Unsophisticated – but effective
These brute-force attacks are often unsophisticated, but they work – one even managed to target Parliament House earlier this year.
There are a variety of methods used to find passwords, often using special software. This includes ‘dictionary attacks’ where hackers go through lists of common passwords and combinations.
And, once a hacker has your password for one site, then they can try the same password for others – which is concerning when you think that research has shown that 69% of Australians mostly or always use the same password or a slight variation.
A robust password policy
The Kaspersky report also says that having a robust password policy will reduce the likelihood of being attacked by 60%, and the company recommends having one in place.
“Even if the IT security department does its best to ensure safety of the company’s infrastructure… protective measures alone can’t provide holistic cyber defense,” says Konstantin Sapronov, head of global emergency response team at Kaspersky.
Some of the elements of a robust password policy include:
Cyber Security Expert Kate Carruthers, chief data and insights officer at UNSW, recently told My Business that multi-factor authentication was one of the most important cyber security protections.
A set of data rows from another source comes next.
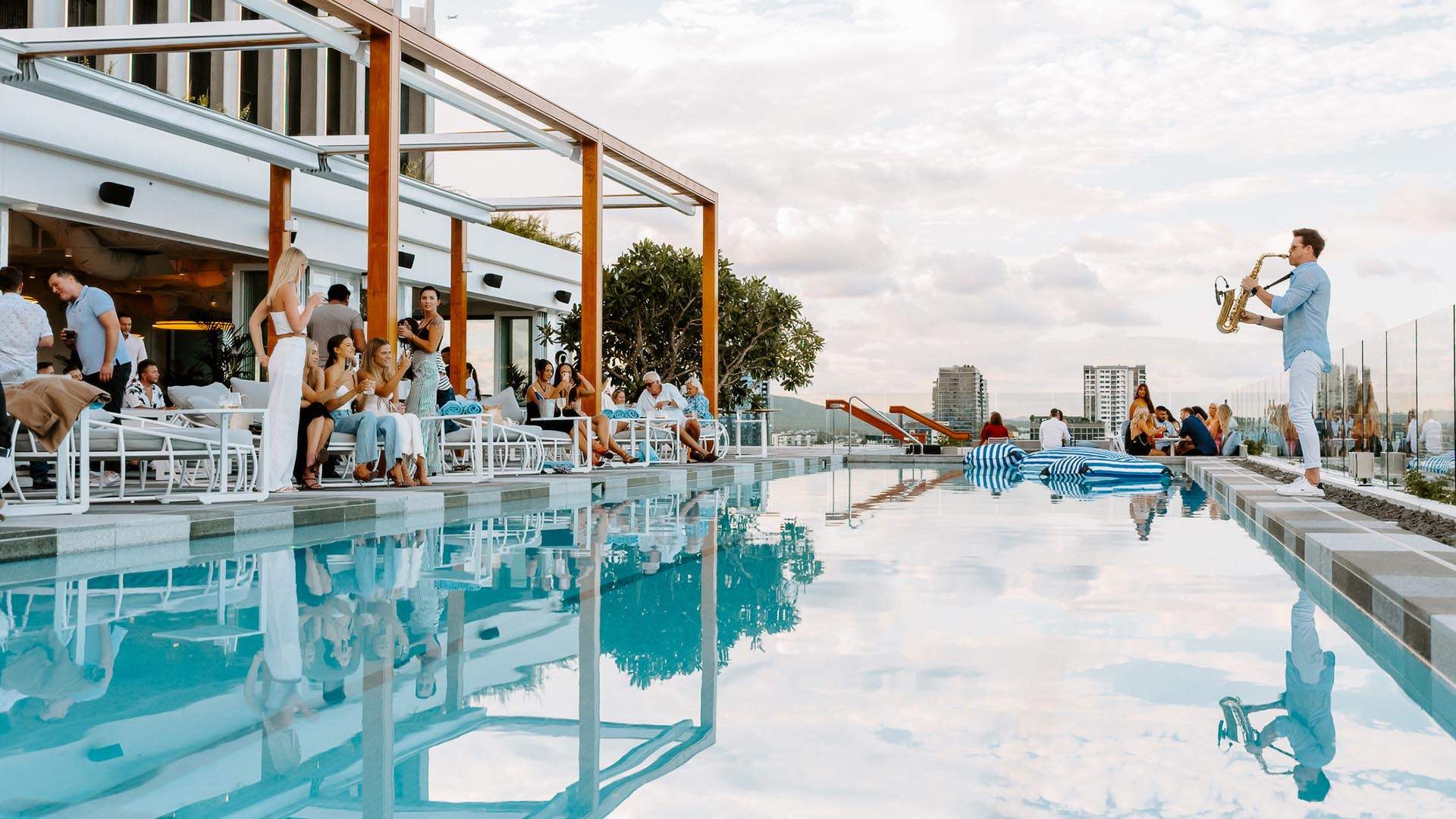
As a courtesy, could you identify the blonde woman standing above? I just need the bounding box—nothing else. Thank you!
[247,248,323,493]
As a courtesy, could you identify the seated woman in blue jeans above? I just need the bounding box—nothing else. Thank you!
[323,335,399,482]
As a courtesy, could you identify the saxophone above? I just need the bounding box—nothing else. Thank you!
[1213,253,1288,332]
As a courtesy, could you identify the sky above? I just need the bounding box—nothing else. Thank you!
[419,0,1456,416]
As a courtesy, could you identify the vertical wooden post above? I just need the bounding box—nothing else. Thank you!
[446,218,470,398]
[367,27,399,345]
[264,165,293,353]
[268,165,293,281]
[581,140,606,416]
[703,202,718,414]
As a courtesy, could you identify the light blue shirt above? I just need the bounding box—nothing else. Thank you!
[65,287,131,376]
[1269,262,1331,373]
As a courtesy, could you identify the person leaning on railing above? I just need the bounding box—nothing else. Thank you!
[980,413,1010,443]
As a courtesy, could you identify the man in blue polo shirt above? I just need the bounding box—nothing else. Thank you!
[49,270,131,413]
[1239,228,1329,497]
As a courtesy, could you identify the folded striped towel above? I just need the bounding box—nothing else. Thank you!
[438,398,485,416]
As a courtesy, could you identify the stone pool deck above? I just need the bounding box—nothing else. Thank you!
[0,455,843,563]
[1185,459,1456,702]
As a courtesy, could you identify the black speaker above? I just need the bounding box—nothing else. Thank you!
[96,182,136,207]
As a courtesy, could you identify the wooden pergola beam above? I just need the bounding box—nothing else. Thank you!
[367,21,399,347]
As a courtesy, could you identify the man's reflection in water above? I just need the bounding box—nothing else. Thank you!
[1247,590,1335,802]
[243,551,312,775]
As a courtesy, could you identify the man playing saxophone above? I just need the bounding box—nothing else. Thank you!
[1239,228,1331,497]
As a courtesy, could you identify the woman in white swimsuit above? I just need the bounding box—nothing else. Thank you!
[247,248,323,493]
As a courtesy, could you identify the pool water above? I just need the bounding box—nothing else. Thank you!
[0,468,1456,817]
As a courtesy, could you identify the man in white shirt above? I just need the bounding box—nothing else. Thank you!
[636,370,718,463]
[0,267,55,383]
[1421,410,1443,455]
[117,313,147,383]
[1040,406,1072,449]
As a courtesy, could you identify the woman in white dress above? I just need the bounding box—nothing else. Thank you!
[356,338,429,487]
[247,248,323,493]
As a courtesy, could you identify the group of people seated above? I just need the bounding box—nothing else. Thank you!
[526,359,718,466]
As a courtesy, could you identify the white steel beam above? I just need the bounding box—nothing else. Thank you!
[0,52,322,171]
[304,131,540,155]
[0,20,315,57]
[491,194,681,213]
[306,156,495,224]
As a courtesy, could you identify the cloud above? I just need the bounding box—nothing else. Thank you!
[428,0,1456,414]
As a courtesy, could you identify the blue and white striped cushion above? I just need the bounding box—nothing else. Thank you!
[1421,450,1456,475]
[965,441,1027,468]
[1021,446,1138,475]
[965,466,1022,494]
[1022,446,1172,481]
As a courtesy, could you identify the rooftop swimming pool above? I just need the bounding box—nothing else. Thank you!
[0,468,1456,819]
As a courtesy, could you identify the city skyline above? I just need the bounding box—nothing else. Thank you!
[425,0,1456,416]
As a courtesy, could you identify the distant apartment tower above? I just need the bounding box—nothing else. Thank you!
[1082,364,1147,430]
[930,364,989,433]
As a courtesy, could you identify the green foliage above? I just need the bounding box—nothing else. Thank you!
[502,364,530,400]
[1405,469,1456,504]
[491,213,581,253]
[548,239,824,406]
[187,313,253,383]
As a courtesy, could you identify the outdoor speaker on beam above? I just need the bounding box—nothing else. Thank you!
[96,182,136,207]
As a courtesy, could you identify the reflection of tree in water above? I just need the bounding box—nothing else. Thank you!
[601,513,824,688]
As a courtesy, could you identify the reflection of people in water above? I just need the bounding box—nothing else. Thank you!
[0,626,116,721]
[243,551,312,774]
[1127,495,1157,541]
[1245,590,1335,802]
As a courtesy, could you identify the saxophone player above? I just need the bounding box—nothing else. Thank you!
[1239,228,1331,498]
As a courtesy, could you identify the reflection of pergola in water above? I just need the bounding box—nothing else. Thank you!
[177,517,718,816]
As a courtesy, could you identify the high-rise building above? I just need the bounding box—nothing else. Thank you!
[1082,364,1147,435]
[930,364,989,433]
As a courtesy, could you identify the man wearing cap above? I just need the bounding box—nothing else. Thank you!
[636,370,718,462]
[309,284,366,351]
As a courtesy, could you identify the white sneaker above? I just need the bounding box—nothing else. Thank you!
[1274,475,1325,497]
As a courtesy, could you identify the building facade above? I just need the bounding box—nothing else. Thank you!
[0,0,581,391]
[930,364,990,433]
[1082,364,1147,435]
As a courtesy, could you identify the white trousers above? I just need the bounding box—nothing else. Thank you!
[264,338,309,493]
[391,413,425,457]
[1288,588,1325,685]
[1288,350,1325,469]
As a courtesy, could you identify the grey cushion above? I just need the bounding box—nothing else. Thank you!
[481,388,526,424]
[168,381,228,410]
[231,379,269,410]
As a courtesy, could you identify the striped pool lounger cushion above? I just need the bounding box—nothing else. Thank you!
[1046,453,1172,481]
[1421,449,1456,475]
[965,466,1024,493]
[1021,446,1146,475]
[965,443,1027,468]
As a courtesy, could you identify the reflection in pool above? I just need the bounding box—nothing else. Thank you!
[0,469,1456,817]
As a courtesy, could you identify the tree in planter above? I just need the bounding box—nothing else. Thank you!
[541,239,824,406]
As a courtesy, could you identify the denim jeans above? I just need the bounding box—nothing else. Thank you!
[334,410,397,465]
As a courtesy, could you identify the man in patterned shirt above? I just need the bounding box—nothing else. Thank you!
[127,359,172,410]
[0,267,55,383]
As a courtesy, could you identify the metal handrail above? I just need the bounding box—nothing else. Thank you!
[842,395,924,455]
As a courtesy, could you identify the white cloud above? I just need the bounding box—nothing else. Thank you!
[425,0,1456,414]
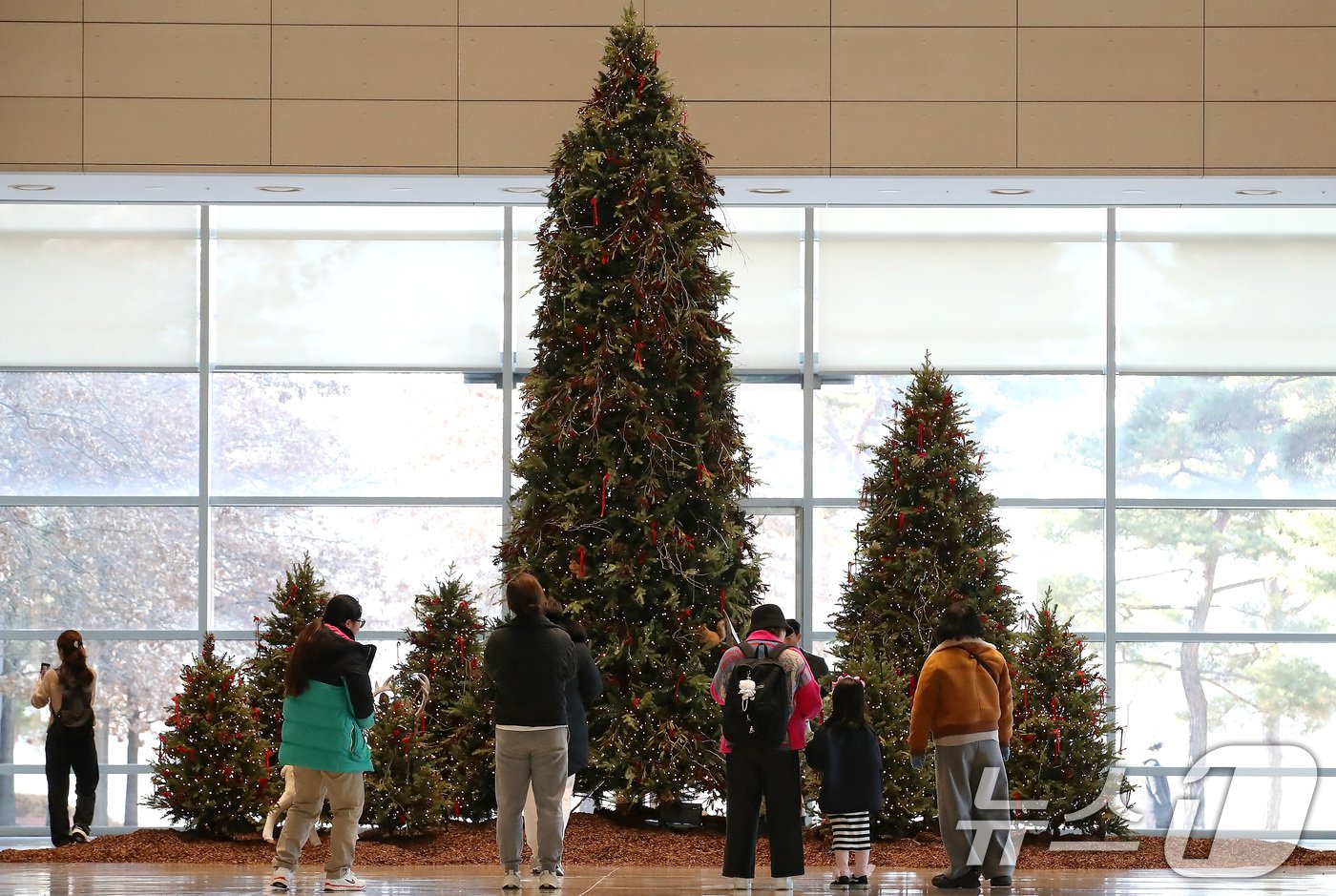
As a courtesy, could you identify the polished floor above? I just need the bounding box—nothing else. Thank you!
[0,864,1336,896]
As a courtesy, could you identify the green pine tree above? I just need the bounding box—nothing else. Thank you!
[246,554,330,747]
[1008,592,1133,836]
[500,8,761,806]
[144,635,272,839]
[834,361,1016,836]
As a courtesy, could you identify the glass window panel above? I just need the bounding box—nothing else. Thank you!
[0,371,199,495]
[0,203,199,365]
[816,208,1108,371]
[998,508,1103,632]
[0,506,199,631]
[1116,508,1336,633]
[211,206,502,368]
[812,375,1103,498]
[736,384,803,498]
[1117,377,1336,498]
[214,506,501,631]
[213,371,501,497]
[1117,642,1336,769]
[714,208,804,370]
[753,511,798,616]
[1117,208,1336,371]
[812,508,862,632]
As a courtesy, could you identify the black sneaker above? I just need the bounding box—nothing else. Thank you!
[932,870,979,889]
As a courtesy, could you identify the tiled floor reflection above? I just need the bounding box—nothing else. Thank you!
[0,864,1336,896]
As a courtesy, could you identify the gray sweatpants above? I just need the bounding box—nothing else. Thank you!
[497,726,571,870]
[935,740,1015,877]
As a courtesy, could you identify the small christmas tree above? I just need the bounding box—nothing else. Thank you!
[500,8,761,808]
[1008,592,1133,836]
[834,361,1016,836]
[247,554,330,747]
[146,635,272,837]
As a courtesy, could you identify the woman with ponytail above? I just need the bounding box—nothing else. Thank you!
[32,629,100,846]
[270,594,375,892]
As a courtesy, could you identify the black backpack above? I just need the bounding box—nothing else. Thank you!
[56,681,93,728]
[724,642,794,749]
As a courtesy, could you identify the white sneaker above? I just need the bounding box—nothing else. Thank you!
[324,870,366,893]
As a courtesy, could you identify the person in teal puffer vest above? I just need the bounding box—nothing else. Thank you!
[270,594,375,892]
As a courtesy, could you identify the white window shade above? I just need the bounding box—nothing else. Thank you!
[213,207,502,368]
[0,204,199,367]
[816,208,1106,372]
[1117,208,1336,372]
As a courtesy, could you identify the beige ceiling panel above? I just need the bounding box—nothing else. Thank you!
[831,28,1015,100]
[1018,28,1202,101]
[687,103,831,173]
[831,103,1015,174]
[1206,103,1336,171]
[274,100,457,168]
[1016,103,1202,170]
[0,21,83,96]
[84,99,268,168]
[84,0,273,26]
[84,24,270,99]
[274,26,458,100]
[831,0,1015,28]
[274,0,456,26]
[460,101,580,171]
[1206,28,1336,100]
[0,96,83,166]
[460,28,605,101]
[1018,0,1202,28]
[656,27,829,101]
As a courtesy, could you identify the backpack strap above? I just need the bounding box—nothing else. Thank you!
[950,644,998,685]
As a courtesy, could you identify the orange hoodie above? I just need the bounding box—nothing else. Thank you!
[909,638,1012,756]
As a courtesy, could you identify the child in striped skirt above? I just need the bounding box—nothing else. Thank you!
[807,676,882,886]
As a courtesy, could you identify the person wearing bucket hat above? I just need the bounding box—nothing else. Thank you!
[709,604,822,890]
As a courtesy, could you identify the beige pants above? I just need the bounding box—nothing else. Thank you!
[274,765,364,877]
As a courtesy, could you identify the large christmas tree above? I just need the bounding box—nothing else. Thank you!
[834,361,1016,836]
[500,10,761,805]
[246,554,330,747]
[144,635,272,837]
[1008,593,1133,836]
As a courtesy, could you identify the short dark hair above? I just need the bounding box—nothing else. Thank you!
[505,573,547,615]
[936,601,983,642]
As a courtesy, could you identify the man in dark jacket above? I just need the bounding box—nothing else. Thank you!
[482,573,575,889]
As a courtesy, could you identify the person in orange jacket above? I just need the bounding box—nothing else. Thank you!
[909,601,1015,889]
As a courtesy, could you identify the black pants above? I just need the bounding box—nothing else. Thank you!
[724,749,804,877]
[47,721,100,846]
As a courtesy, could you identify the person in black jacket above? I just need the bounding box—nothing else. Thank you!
[807,676,882,886]
[482,573,575,889]
[524,597,602,877]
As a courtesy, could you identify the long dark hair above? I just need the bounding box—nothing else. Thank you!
[283,594,362,697]
[56,629,93,688]
[825,677,867,728]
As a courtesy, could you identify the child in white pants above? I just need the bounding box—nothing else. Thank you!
[263,765,324,846]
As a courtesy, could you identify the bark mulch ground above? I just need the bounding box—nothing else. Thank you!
[0,813,1336,872]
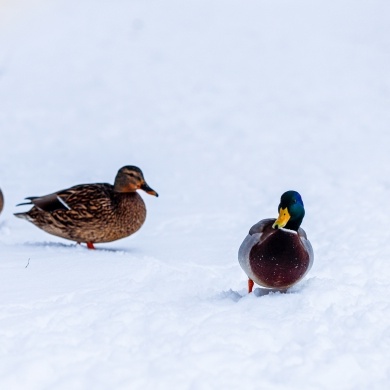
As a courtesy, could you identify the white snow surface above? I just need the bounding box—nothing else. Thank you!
[0,0,390,390]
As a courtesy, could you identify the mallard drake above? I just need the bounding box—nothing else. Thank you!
[238,191,314,293]
[0,188,4,213]
[14,165,158,249]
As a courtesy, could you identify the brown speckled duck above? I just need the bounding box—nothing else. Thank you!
[0,189,4,213]
[15,165,158,249]
[238,191,314,293]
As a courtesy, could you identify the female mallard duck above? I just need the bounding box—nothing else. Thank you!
[0,189,4,213]
[238,191,314,292]
[15,166,158,249]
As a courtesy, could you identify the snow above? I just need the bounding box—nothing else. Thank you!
[0,0,390,390]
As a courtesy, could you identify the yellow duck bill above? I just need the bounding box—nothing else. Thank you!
[140,183,158,197]
[272,207,291,229]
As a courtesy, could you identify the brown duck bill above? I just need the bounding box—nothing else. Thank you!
[140,183,158,197]
[272,207,291,229]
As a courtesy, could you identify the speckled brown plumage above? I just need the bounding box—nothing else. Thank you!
[15,166,158,247]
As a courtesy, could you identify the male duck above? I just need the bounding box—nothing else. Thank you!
[238,191,314,293]
[0,189,4,213]
[15,165,158,249]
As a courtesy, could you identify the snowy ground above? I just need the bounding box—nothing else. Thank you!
[0,0,390,390]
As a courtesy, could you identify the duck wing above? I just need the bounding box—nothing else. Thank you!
[18,183,113,213]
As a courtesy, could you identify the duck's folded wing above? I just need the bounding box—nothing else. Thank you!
[22,183,112,212]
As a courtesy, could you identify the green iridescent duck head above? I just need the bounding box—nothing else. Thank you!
[272,191,305,231]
This method involves having two steps to log in – such as entering a password, then verifying the login attempt through another device or a code that’s sent to your phone or email. The best thing about this is that even if someone does crack your password, or a supplier or client, they still cannot get into your system.
With attackers more easily able to guess shorter passwords, using password phrases is a good measure. The Australian Cyber Security Centre says to make your passphrases four or more random words, of at least 14 characters in total.
A password manager – which makes and stores complex passwords – is also important for preventing cyber attacks including a ransomware attack. In particular, it will help businesses avoid the problems mentioned above around the re-use of passwords, and also making passwords that are harder to crack.